「お好きなところをご自身で調べてください」
「今朝の病院の処置がよかったみたいで、とりあえず大丈夫だと思いますけど、いつまた出血するか分からないですね。もし心配なら今すぐに本院へ入院していただけますが?」
本院。それはいま私が住んでいるところから電車で2時間以上かかるところ。
「手術は本院でするにしても、たとえば、抗がん剤とか放射線はこちらのサテライト院でできないんですか?」
そうと聞くと、「すべて本院なんです」との回答。
なんということでしょう。抗がん剤治療を行うのかはこの時点では不明でしたが、もし行う場合、体調のすぐれない中で2時間以上もかけて通えるの? 到底、ムリ。
「その場合、たとえば抗がん剤だけ別の病院でできないんですか?」
「できません」
「じゃあどうしたらいいですか?」
「そうなると病院を代わっていただくことになりますね。お好きなところをご自身で調べて行ってください」
ご自身で? 今朝大量出血して救急車に乗った私に、ご自身で……。
突き放されたような気がして、私はもう死んじゃうのかもしれない、と涙があふれ出ます。“ダム”は決壊しました。

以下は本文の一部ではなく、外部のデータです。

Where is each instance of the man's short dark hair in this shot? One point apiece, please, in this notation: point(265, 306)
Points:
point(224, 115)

「自分でって、今自分のがんがどんな状態かも分からないのに。どうしたらいいんですか!」
ずっと冷静にやりとりをしてましたが、もうダメです。
むせび泣きながら先生に訴えます。
先生はなにも言いません。
ただ嗚咽する私を静かに見つめていたのではないでしょうか。
「S病院、A病院、C病院。この中で通えない病院はありますか?」
ふと先生が言いました。どれもがん治療で有名な病院です。
「ないです、みんな近いです」
「今から受け入れができるか、電話で確認します。30分ほど待合室で待っていてください!」
診察をストップし、先生が電話をかけてくださるというのです。
(あとから分かったことなのですが、がん宣告した先生はこの病院の幹部的な方で、なにがなんでも本院で治療を受けさせようとしていたんですね。ところが、この日の先生は病院の方針にじつはちょっとだけ異論があったのではないかなと思います。転院したのちに、私の執刀医にデータを自ら届けに行ってくださったり、手術前の私に電話をくださったり、じつはいい先生でした)
私はといえば――。まわりの患者さんを不安にさせるから待合室では絶対に泣かないと決めていて、これまでもずっと泣かなかったのですが、この日は恐怖、不安、怒りなどすべての感情を抑え切れず、声を上げて泣いてしまいました。